June 14, 2013
Dear brothers and sisters,
I am taking the good news today from Luke 4:1-13.
Filled with the holy Spirit, Jesus returned from the Jordan and was led by the Spirit into the desert for forty days, to be tempted by the devil. He ate nothing during those days, and when they were over he was hungry. The devil said to him, “If you are the Son of God, command this stone to become bread.” Jesus answered him, “It is written, ‘One does not live by bread alone.'” Then he took him up and showed him all the kingdoms of the world in a single instant. The devil said to him, “I shall give to you all this power and their glory; for it has been handed over to me, and I may give it to whomever I wish. All this will be yours, if you worship me.” Jesus said to him in reply, “It is written: ‘You shall worship the Lord, your God, and him alone shall you serve.'” Then he led him to Jerusalem, made him stand on the parapet of the temple, and said to him, “If you are the Son of God, throw yourself down from here, for it is written: ‘He will command his angels concerning you, to guard you,’ and: ‘With your hands they will support you, lest you dash your foot against a stone.'” Jesus said to him in reply, “It also says, ‘You shall not put the Lord, your God, to the test.'” When the devil had finished every temptation, he departed from him for a time.
“If you are the Son of God.” Twice the devil began his testing in trying to get Jesus to question what God had recently announced, “This is my beloved Son.” Doubt is among the most insidious ways that the devil works his ways. So, he essentially said to Jesus, “If you are the Son of God, prove it!” He works his dark ways with me by planting doubts in my mind from time to time. Does God really exist? Prove it! Was Jesus really both human and divine? Prove it! Did he really perform wondrous miracles? Prove it! Was he really resurrected? Prove it! Does God really love me unconditionally and forgive me endlessly? Prove it! Am I really a child of God? Prove it to me beyond your own blind belief. There is no proof that I can persuade anyone of who poses these questions. I only know the answers in the depth of my soul because I have heard God tell me that I am His beloved son in the words of scripture.
Jesus didn’t counter the devil’s power with a display of his own power. To each of the devil’s temptations Jesus relies upon scripture — all from Deuteronomy — to both sustain himself and reject the lures of the devil. The first is from 8:3: “He therefore let you be afflicted with hunger, and then fed you with manna, a food unknown to you and your fathers, in order to show you that not by bread alone does man live, but by every word that comes forth from the mouth of the LORD.” To the temptation of worldly power, Jesus draws from 6:13: “The LORD, your God, shall you fear; him shall you serve, and by his name shall you swear.” The third temptation called to his mind 6:16: “You shall not put the LORD, your God, to the test, as you did at Massah.” Here and throughout the gospels Jesus draws his authority and his strength from the scriptures, the word of God, for man lives “by every word that comes forth from the mouth of the LORD.”
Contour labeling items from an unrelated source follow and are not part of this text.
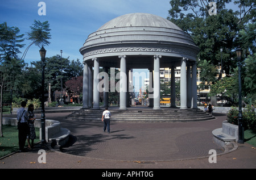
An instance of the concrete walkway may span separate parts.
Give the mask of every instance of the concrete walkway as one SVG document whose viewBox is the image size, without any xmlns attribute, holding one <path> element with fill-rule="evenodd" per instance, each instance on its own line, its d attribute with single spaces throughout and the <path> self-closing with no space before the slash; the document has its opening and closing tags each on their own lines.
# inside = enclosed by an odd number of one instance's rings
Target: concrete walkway
<svg viewBox="0 0 256 180">
<path fill-rule="evenodd" d="M 221 127 L 226 115 L 211 120 L 187 123 L 112 123 L 110 134 L 102 122 L 68 120 L 65 113 L 46 114 L 69 129 L 69 146 L 61 152 L 46 148 L 46 163 L 40 164 L 37 145 L 0 160 L 4 168 L 256 168 L 255 147 L 245 143 L 225 149 L 213 142 L 212 131 Z M 209 150 L 218 154 L 209 162 Z"/>
</svg>

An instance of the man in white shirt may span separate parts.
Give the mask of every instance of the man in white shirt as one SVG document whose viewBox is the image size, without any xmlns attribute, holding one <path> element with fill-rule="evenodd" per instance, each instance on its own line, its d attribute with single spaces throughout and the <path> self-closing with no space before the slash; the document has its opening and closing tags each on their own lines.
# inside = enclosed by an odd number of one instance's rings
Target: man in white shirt
<svg viewBox="0 0 256 180">
<path fill-rule="evenodd" d="M 104 127 L 103 128 L 103 132 L 104 132 L 106 131 L 106 128 L 108 128 L 108 133 L 110 133 L 110 111 L 108 110 L 108 107 L 106 107 L 101 119 L 101 121 L 104 123 Z"/>
<path fill-rule="evenodd" d="M 25 110 L 25 107 L 27 105 L 26 101 L 22 101 L 21 102 L 22 107 L 20 108 L 17 111 L 17 120 L 18 123 L 18 129 L 19 129 L 19 146 L 20 152 L 26 152 L 24 149 L 25 146 L 26 140 L 27 139 L 27 135 L 29 133 L 29 126 L 27 123 L 28 119 L 28 112 Z"/>
</svg>

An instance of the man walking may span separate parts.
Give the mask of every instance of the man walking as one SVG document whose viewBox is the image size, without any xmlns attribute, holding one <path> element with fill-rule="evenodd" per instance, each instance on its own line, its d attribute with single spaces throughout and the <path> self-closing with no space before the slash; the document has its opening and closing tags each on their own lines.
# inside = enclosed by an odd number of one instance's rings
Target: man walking
<svg viewBox="0 0 256 180">
<path fill-rule="evenodd" d="M 103 112 L 102 122 L 104 123 L 104 127 L 103 128 L 103 132 L 106 131 L 106 128 L 108 128 L 108 133 L 110 133 L 110 111 L 108 110 L 108 107 L 105 107 L 105 110 Z"/>
<path fill-rule="evenodd" d="M 29 132 L 29 126 L 27 122 L 28 119 L 28 113 L 24 109 L 26 105 L 27 105 L 26 102 L 22 101 L 21 102 L 22 107 L 17 111 L 19 152 L 26 152 L 24 149 L 24 146 L 25 146 L 27 135 Z"/>
</svg>

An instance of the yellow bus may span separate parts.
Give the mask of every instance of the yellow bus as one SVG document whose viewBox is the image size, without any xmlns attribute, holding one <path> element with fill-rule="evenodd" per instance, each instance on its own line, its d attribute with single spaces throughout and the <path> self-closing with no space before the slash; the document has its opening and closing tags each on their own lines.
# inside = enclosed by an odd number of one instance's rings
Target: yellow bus
<svg viewBox="0 0 256 180">
<path fill-rule="evenodd" d="M 170 104 L 171 103 L 171 98 L 163 98 L 160 101 L 160 104 Z"/>
</svg>

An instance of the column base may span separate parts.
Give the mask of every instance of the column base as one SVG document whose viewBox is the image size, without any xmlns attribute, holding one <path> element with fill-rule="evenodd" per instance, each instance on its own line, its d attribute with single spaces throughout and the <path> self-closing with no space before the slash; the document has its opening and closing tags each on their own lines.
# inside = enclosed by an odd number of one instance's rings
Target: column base
<svg viewBox="0 0 256 180">
<path fill-rule="evenodd" d="M 161 109 L 160 107 L 153 107 L 154 110 L 160 110 L 160 109 Z"/>
</svg>

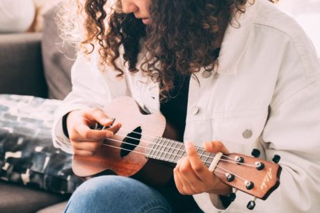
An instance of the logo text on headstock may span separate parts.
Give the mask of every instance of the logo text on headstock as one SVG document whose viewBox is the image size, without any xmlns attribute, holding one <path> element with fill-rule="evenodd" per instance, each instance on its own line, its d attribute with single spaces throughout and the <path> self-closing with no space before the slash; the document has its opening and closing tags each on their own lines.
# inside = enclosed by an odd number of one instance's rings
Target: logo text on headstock
<svg viewBox="0 0 320 213">
<path fill-rule="evenodd" d="M 261 189 L 264 188 L 266 189 L 266 184 L 272 180 L 272 173 L 271 173 L 271 168 L 267 171 L 266 176 L 264 176 L 264 179 L 262 180 L 262 183 L 260 185 Z"/>
</svg>

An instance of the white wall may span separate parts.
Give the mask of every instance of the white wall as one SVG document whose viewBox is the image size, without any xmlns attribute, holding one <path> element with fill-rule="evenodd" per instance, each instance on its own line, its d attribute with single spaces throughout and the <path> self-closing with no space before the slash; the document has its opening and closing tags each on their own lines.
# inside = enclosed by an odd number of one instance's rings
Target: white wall
<svg viewBox="0 0 320 213">
<path fill-rule="evenodd" d="M 320 0 L 279 0 L 277 5 L 301 25 L 320 56 Z"/>
</svg>

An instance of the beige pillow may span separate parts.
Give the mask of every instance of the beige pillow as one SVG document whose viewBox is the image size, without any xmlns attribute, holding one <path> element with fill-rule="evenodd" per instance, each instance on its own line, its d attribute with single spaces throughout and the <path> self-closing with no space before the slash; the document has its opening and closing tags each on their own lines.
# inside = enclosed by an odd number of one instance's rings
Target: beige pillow
<svg viewBox="0 0 320 213">
<path fill-rule="evenodd" d="M 31 31 L 40 32 L 43 28 L 43 15 L 61 0 L 33 0 L 36 8 L 35 22 Z"/>
</svg>

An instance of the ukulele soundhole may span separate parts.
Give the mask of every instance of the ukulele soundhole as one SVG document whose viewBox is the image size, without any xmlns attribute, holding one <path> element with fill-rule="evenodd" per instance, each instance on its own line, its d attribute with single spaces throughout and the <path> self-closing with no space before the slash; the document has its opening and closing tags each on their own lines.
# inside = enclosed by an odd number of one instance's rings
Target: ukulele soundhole
<svg viewBox="0 0 320 213">
<path fill-rule="evenodd" d="M 140 144 L 142 129 L 141 126 L 136 128 L 132 132 L 127 135 L 121 144 L 121 157 L 128 155 Z"/>
</svg>

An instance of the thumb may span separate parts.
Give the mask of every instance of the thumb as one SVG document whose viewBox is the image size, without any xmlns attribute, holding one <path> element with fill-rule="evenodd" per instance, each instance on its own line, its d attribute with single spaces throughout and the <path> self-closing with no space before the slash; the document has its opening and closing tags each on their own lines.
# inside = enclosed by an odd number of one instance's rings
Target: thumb
<svg viewBox="0 0 320 213">
<path fill-rule="evenodd" d="M 221 142 L 208 142 L 204 144 L 205 148 L 207 151 L 210 153 L 221 152 L 224 154 L 229 153 L 229 151 Z"/>
</svg>

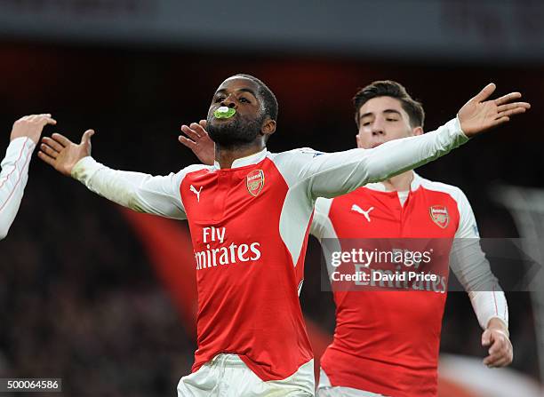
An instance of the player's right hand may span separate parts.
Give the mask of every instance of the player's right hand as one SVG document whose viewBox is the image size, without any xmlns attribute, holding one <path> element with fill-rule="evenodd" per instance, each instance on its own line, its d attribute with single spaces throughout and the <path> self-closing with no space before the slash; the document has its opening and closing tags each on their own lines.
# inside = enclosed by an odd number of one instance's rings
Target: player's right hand
<svg viewBox="0 0 544 397">
<path fill-rule="evenodd" d="M 20 118 L 13 123 L 10 140 L 17 138 L 28 137 L 37 144 L 42 135 L 42 131 L 46 124 L 56 124 L 57 121 L 51 117 L 49 113 L 42 115 L 30 115 Z"/>
<path fill-rule="evenodd" d="M 66 176 L 71 176 L 72 169 L 82 158 L 91 155 L 91 137 L 94 131 L 87 130 L 81 137 L 79 145 L 63 135 L 54 133 L 51 138 L 44 137 L 38 157 Z"/>
<path fill-rule="evenodd" d="M 205 130 L 206 121 L 201 120 L 198 123 L 183 124 L 181 131 L 188 137 L 180 135 L 178 140 L 188 147 L 204 164 L 213 165 L 215 159 L 215 144 Z"/>
</svg>

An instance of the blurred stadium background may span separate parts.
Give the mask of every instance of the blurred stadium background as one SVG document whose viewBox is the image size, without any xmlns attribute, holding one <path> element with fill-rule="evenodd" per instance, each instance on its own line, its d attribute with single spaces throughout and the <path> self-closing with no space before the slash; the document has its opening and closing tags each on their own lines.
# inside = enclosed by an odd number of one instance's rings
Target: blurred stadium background
<svg viewBox="0 0 544 397">
<path fill-rule="evenodd" d="M 97 131 L 100 162 L 176 171 L 196 162 L 180 125 L 204 118 L 239 72 L 278 98 L 271 151 L 342 150 L 356 145 L 351 98 L 374 80 L 421 100 L 427 131 L 494 82 L 531 112 L 419 172 L 461 187 L 484 237 L 542 242 L 520 214 L 544 225 L 527 212 L 544 199 L 497 190 L 544 188 L 542 20 L 540 0 L 3 0 L 0 153 L 16 118 L 51 112 L 59 123 L 45 134 Z M 193 269 L 185 223 L 125 212 L 35 158 L 0 242 L 0 377 L 62 377 L 66 396 L 174 395 L 193 361 Z M 312 240 L 300 299 L 317 353 L 334 326 L 320 271 Z M 515 359 L 492 370 L 468 297 L 449 295 L 441 397 L 542 395 L 542 309 L 528 292 L 507 298 Z"/>
</svg>

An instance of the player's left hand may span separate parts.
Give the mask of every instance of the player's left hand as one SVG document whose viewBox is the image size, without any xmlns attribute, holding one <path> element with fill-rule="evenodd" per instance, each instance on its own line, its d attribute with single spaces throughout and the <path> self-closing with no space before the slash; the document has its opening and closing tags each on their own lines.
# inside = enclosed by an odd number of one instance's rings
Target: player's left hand
<svg viewBox="0 0 544 397">
<path fill-rule="evenodd" d="M 512 115 L 524 113 L 531 107 L 528 102 L 513 102 L 521 98 L 519 92 L 510 92 L 496 99 L 488 100 L 496 88 L 492 83 L 487 84 L 457 114 L 461 129 L 468 137 L 507 123 Z"/>
<path fill-rule="evenodd" d="M 487 330 L 482 334 L 482 345 L 489 347 L 489 355 L 484 359 L 484 364 L 489 368 L 506 367 L 512 362 L 512 344 L 502 324 L 495 326 L 490 322 Z"/>
<path fill-rule="evenodd" d="M 204 164 L 213 165 L 215 159 L 215 144 L 205 130 L 206 121 L 201 120 L 191 124 L 181 126 L 181 131 L 188 137 L 180 135 L 178 140 L 188 147 Z"/>
</svg>

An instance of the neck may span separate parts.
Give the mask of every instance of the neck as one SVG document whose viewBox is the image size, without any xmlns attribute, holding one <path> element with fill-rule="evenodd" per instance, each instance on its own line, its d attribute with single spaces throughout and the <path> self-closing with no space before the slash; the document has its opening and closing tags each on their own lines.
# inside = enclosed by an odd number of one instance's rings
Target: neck
<svg viewBox="0 0 544 397">
<path fill-rule="evenodd" d="M 387 190 L 389 191 L 396 191 L 396 192 L 405 192 L 410 190 L 410 185 L 413 180 L 413 171 L 407 171 L 406 172 L 403 172 L 402 174 L 398 174 L 388 180 L 384 180 L 383 185 L 386 187 Z"/>
<path fill-rule="evenodd" d="M 260 152 L 265 148 L 262 142 L 252 142 L 247 146 L 238 146 L 236 147 L 225 147 L 215 145 L 215 161 L 219 163 L 221 169 L 232 168 L 235 160 L 247 157 Z"/>
</svg>

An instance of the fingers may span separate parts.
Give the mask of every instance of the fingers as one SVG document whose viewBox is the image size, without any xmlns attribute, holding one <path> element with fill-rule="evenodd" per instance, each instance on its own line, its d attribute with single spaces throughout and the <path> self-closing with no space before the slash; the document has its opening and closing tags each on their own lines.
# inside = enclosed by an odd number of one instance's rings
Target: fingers
<svg viewBox="0 0 544 397">
<path fill-rule="evenodd" d="M 191 150 L 196 147 L 196 143 L 195 141 L 184 137 L 183 135 L 180 135 L 178 137 L 178 140 Z"/>
<path fill-rule="evenodd" d="M 42 113 L 40 115 L 28 115 L 20 118 L 18 121 L 32 122 L 45 124 L 56 124 L 57 121 L 53 119 L 51 113 Z"/>
<path fill-rule="evenodd" d="M 60 152 L 60 150 L 64 148 L 62 145 L 49 137 L 44 137 L 42 139 L 42 142 L 47 145 L 48 147 L 52 147 L 57 152 Z"/>
<path fill-rule="evenodd" d="M 45 153 L 42 152 L 41 150 L 38 152 L 38 157 L 44 162 L 45 162 L 46 163 L 48 163 L 49 165 L 51 165 L 52 167 L 55 166 L 56 160 L 51 157 L 50 155 L 47 155 Z"/>
<path fill-rule="evenodd" d="M 51 136 L 51 138 L 52 138 L 54 140 L 59 142 L 59 144 L 62 145 L 63 147 L 67 147 L 72 143 L 70 139 L 66 138 L 64 135 L 60 135 L 60 133 L 54 133 Z"/>
<path fill-rule="evenodd" d="M 510 102 L 511 100 L 517 99 L 518 98 L 521 98 L 521 92 L 510 92 L 509 94 L 506 94 L 500 98 L 497 98 L 495 99 L 495 104 L 503 105 L 505 103 Z"/>
<path fill-rule="evenodd" d="M 498 117 L 509 117 L 510 115 L 519 115 L 521 113 L 525 113 L 527 108 L 525 107 L 515 107 L 513 109 L 506 110 L 504 112 L 500 112 L 497 115 Z"/>
<path fill-rule="evenodd" d="M 91 137 L 92 137 L 92 135 L 94 135 L 94 130 L 87 130 L 86 131 L 84 131 L 83 136 L 81 137 L 81 143 L 83 145 L 90 145 Z"/>
<path fill-rule="evenodd" d="M 512 362 L 512 345 L 501 332 L 484 331 L 482 335 L 482 345 L 490 342 L 489 355 L 484 359 L 484 364 L 490 368 L 503 367 Z"/>
<path fill-rule="evenodd" d="M 473 98 L 473 99 L 476 99 L 478 102 L 483 102 L 485 99 L 487 99 L 491 96 L 491 94 L 492 94 L 495 91 L 496 88 L 497 86 L 493 83 L 490 83 L 485 87 L 484 87 L 484 89 L 480 92 L 478 92 Z"/>
<path fill-rule="evenodd" d="M 491 345 L 491 332 L 488 330 L 485 330 L 482 334 L 482 345 L 484 347 L 489 346 Z"/>
<path fill-rule="evenodd" d="M 52 159 L 55 159 L 55 160 L 57 159 L 57 156 L 59 155 L 58 151 L 53 149 L 52 147 L 45 145 L 44 143 L 40 145 L 40 150 L 44 152 L 45 155 L 47 155 L 49 157 L 52 157 Z"/>
<path fill-rule="evenodd" d="M 200 123 L 202 123 L 203 121 L 205 122 L 205 120 L 201 120 Z M 199 138 L 204 138 L 204 137 L 208 136 L 208 132 L 204 130 L 204 127 L 200 123 L 197 124 L 196 123 L 191 123 L 191 129 L 198 134 Z"/>
<path fill-rule="evenodd" d="M 198 124 L 193 123 L 191 124 L 191 128 L 189 128 L 187 125 L 183 124 L 181 126 L 181 131 L 183 131 L 184 134 L 186 134 L 191 139 L 196 140 L 196 139 L 199 139 L 201 138 L 201 135 L 195 129 L 192 128 L 193 125 L 198 125 Z M 200 129 L 202 130 L 202 127 L 200 127 Z"/>
</svg>

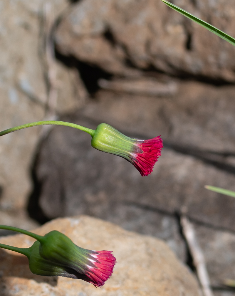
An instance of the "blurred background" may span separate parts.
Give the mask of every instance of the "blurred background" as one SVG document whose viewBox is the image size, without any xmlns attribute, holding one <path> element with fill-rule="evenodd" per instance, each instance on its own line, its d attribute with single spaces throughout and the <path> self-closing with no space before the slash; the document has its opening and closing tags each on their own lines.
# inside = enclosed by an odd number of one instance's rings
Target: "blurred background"
<svg viewBox="0 0 235 296">
<path fill-rule="evenodd" d="M 174 4 L 235 34 L 232 0 Z M 194 226 L 215 295 L 235 295 L 235 48 L 160 0 L 2 0 L 0 129 L 59 119 L 161 135 L 152 174 L 64 126 L 0 138 L 0 224 L 88 215 L 164 240 L 193 271 Z M 1 231 L 0 235 L 9 231 Z"/>
</svg>

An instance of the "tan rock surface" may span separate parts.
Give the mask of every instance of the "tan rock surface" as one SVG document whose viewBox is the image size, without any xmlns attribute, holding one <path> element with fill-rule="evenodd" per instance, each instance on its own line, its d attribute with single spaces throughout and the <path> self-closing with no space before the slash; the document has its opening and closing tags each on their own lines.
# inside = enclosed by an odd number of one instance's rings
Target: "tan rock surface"
<svg viewBox="0 0 235 296">
<path fill-rule="evenodd" d="M 35 232 L 43 235 L 53 229 L 83 247 L 113 251 L 117 263 L 112 277 L 97 289 L 80 280 L 40 277 L 31 273 L 26 257 L 0 250 L 1 296 L 199 295 L 194 276 L 159 240 L 84 216 L 53 220 Z M 1 243 L 23 247 L 33 241 L 22 234 L 0 239 Z"/>
<path fill-rule="evenodd" d="M 42 53 L 42 12 L 46 2 L 53 4 L 56 18 L 68 4 L 67 0 L 1 1 L 0 130 L 41 120 L 45 116 L 44 108 L 31 100 L 25 92 L 42 100 L 46 97 L 45 69 L 39 54 Z M 58 111 L 73 110 L 77 107 L 76 74 L 62 65 L 58 64 L 56 70 L 60 81 Z M 28 171 L 40 129 L 27 129 L 0 138 L 3 210 L 17 214 L 25 205 L 31 186 Z"/>
<path fill-rule="evenodd" d="M 234 35 L 233 0 L 174 3 Z M 59 25 L 56 40 L 63 54 L 112 73 L 134 74 L 128 60 L 139 68 L 153 65 L 174 74 L 235 81 L 234 47 L 160 1 L 78 1 Z"/>
</svg>

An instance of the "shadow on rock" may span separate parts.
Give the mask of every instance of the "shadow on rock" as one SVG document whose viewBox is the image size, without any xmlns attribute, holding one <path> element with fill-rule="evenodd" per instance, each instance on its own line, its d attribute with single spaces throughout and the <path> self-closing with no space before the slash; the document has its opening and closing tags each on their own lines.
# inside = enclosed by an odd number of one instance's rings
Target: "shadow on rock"
<svg viewBox="0 0 235 296">
<path fill-rule="evenodd" d="M 32 274 L 29 267 L 29 261 L 23 255 L 14 255 L 0 249 L 0 282 L 4 285 L 9 277 L 16 277 L 34 280 L 37 283 L 45 283 L 53 287 L 56 286 L 57 277 L 42 276 Z"/>
</svg>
The New Jerome Biblical Commentary allows that this passage “contains such a mythological way of thinking , it is difficult to assess its historicity.” Obviously, the only way this experience could have been known was that Jesus related it to his disciples. He usually taught using stories and symbolism or metaphors. It could very well have been that he was explaining that the world will most persuasively attempt to divert them from their mission and obedience to the will of God in these three ways: satiation of bodily desires, use of power even for ostensibly right ends, and self-preservation or protection from harm and death — lust, greed, and fear. And the way to combat those temptations is to use the word of God as a shield. Isn’t it fascinating that the devil even uses the word of God to confuse and foil Jesus’ obedience to God? He will use every tool available to enlist me to his ranks, to compel me to sin or disobedience. He is clever and why it is so easy for me to rationalize and justify caving into to my own desires and will rather than obedience to God’s will for me. He will assail me when I am in my own desert, when no one is around to witness if I succumb. No one would be the wiser, he tells me. Except that God would know and I would know and nothing is worse than a troubled conscience.
Jesus also tells me that the devil is persistent. He may vacate himself for a while from my thoughts and from temptations, but he will be back. It is a continual struggle between my own desires and will and God’s gifts and will, a test of whether I will keep God’s commandments and adhere to Jesus’ teachings. Part of me wants to give in to the devil, to have extraordinary powers, to have every desire fulfilled. The troubling fact is that the more authority or the more money I have, the more temptations I face to use those for my self-interest rather than for God’s kingdom. Not many are able to withstand those temptations as we learn about on a daily basis it seems. That’s why this is such an important part of the gospels. Jesus chose to be the servant leader, the obedient Son of God. He was the Word of God enfleshed.